Two further Supreme Court permission decisions have come to our attention.  In the first, the Supreme Court refused permission to appeal against a decision of the Administrative Court in the case of Atkinson and Billington v Supreme Court of Cyprus [2009] EWHC 1579 (Admin).  Mr Atkinson and Mr Binnington were sentenced in their absence by the Supreme Court of Cyprus in 2008 to three years’ imprisonment for manslaughter. The two men were in a car driven by their uncle, Julian Harrington, in Protaras, Cyprus, in 2006 when it hit a moped.  They were originally acquitted but the Supreme Court of Cyprus overturned the acquittal. The background to the case is summarised by Fair Trials International here.

The Administrative Court dismissed two men’s appeal against the order of the District Judge that they be surrendered to Cyprus to serve the sentences.  On 10 November 2009 the Supreme Court refused them permission to appeal.  The case is reported by the BBC here.  There are also reports of the case in the Braintree and Witham Times, the East Anglian Daily Times and the Famagusta Gazette.
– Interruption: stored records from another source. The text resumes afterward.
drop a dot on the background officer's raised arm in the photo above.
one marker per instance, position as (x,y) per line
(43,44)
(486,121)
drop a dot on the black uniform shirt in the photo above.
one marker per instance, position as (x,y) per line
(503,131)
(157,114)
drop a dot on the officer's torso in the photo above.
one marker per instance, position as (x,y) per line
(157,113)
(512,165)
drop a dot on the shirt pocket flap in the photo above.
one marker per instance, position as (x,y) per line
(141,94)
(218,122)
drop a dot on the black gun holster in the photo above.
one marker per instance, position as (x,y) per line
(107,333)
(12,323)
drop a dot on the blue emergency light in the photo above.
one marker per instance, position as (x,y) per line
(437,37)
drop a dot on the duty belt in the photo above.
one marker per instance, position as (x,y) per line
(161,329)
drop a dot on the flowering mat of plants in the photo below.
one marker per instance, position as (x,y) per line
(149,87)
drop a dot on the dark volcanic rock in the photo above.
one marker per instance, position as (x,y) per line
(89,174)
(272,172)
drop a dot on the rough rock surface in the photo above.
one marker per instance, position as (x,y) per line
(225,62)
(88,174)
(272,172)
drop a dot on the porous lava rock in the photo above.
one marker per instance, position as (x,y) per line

The second permission decision was in the planning case of Langley Park School for Girls v London Borough of Bromley [2009] EWCA Civ 734.  The case concerned a dispute between two schools in Bromley which share the same site.   Langley Park School for Girls had challanged a planning application by Langley Park School for Boys.   The girls school claimed the plans would have had a detrimental impact on their facilities and surrounding fields.  The application for judicial review was dismissed but Langley Girls School succeeded in the Court of Appeal which decided that the planning decision was seriously flawed.  On 5 November 2009 the Supreme Court dismissed an application by the defendant, Bromley Council, for permission to appeal.  This decision is reported on the School’s website and in the local press here.